In recent years, stereotactic ablative radiotherapy (SABR) has been introduced as a new non-invasive treatment option for HCC, in particular as second-line therapy for tumours not suitable for radiofrequency or microwave ablation, or poorly responsive to transarterial chemoembolisation (TACE) [3]. SABR delivers precise high-dose radiation to the tumour, while sparing surrounding healthy liver tissue. While the evidence base for SABR in HCC consists largely of retrospective studies with heterogeneous patient populations, early results appear promising in appropriately selected patients with compensated liver function, showing high rates of local tumour control in the region of 75-90% at three years, and low risks of radiation-induced liver disease [4,5,6,7,8,9].
More recent data support the use of SABR as a bridging therapy to liver transplantation for patients with HCC [10, 11]. In a retrospective review of 379 patients by Sapisochin et al. bridging SABR demonstrated similar post-transplant outcomes to bridging radiofrequency ablation or TACE [10]. Preliminary data from the first phase two randomised control trial comparing bridging SABR versus TACE for HCC (NCT02182687) suggest that SABR may be associated with fewer inpatient admission days and lower toxicity [12].

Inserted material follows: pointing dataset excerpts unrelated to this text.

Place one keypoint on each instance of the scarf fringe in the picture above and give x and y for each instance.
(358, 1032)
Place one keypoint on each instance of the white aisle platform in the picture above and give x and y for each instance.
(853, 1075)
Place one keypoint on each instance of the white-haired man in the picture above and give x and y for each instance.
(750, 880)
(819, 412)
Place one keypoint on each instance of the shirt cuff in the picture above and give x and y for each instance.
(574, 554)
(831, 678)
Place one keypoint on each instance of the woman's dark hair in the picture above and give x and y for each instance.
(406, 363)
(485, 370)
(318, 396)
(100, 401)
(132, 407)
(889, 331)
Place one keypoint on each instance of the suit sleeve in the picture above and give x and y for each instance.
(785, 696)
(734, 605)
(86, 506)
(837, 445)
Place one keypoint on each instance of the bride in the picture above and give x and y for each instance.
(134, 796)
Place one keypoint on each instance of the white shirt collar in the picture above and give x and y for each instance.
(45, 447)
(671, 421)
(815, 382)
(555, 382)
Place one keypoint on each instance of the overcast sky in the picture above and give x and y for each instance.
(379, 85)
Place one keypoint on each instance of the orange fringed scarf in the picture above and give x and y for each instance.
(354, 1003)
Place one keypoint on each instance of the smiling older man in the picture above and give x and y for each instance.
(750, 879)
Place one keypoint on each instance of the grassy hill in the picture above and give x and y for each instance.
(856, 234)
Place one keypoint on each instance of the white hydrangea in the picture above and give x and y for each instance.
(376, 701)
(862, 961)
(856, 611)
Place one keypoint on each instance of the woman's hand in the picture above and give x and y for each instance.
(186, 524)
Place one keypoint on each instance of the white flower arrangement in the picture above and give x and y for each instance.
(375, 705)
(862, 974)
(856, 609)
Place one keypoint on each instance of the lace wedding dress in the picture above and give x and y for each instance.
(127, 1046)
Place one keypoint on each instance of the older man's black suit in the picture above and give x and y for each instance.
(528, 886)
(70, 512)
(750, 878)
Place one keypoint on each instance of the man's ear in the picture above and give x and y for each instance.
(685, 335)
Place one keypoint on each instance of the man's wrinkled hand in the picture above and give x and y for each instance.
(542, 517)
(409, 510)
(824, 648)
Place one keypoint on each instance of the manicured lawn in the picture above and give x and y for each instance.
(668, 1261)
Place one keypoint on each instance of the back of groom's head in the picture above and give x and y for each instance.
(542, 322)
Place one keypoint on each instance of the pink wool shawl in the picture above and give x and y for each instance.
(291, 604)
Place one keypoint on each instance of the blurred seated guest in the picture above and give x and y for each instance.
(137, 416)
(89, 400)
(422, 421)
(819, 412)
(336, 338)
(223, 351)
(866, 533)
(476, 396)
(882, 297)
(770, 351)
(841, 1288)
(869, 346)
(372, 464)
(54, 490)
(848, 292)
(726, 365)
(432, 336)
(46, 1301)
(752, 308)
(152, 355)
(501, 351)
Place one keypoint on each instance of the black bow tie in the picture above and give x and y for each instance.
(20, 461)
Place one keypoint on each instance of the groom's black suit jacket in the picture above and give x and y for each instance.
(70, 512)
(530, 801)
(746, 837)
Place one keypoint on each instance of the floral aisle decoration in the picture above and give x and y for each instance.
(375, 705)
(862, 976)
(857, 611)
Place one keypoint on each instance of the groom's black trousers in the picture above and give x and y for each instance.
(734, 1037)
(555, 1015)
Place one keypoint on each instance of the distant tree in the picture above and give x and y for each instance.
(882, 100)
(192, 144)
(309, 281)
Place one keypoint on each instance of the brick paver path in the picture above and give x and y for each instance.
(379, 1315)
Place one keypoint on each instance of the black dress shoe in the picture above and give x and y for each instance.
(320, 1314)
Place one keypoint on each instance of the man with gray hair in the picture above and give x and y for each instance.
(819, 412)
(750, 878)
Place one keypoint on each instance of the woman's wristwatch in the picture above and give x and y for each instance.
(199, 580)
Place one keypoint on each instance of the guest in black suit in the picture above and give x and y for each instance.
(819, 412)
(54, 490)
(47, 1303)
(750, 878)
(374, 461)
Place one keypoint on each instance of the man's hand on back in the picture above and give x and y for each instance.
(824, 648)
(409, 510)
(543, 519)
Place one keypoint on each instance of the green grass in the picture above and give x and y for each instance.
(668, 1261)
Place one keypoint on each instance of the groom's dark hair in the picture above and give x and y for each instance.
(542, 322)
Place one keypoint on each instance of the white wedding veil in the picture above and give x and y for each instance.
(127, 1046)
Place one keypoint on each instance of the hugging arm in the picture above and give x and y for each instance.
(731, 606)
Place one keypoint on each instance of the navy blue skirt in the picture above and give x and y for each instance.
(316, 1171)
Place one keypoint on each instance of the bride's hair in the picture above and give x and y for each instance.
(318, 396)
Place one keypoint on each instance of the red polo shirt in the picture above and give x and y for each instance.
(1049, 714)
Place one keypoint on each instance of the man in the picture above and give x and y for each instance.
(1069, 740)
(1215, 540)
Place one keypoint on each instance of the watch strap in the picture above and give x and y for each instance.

Timely assessment of treatment responses in HCC is important. However, since HCC in cirrhotic patients is conventionally assessed by radiological criteria and not biopsy, whether radiological responses following SABR accurately represent histological findings has not been well explored. Examining explants obtained after SABR provides a valuable opportunity for direct comparison.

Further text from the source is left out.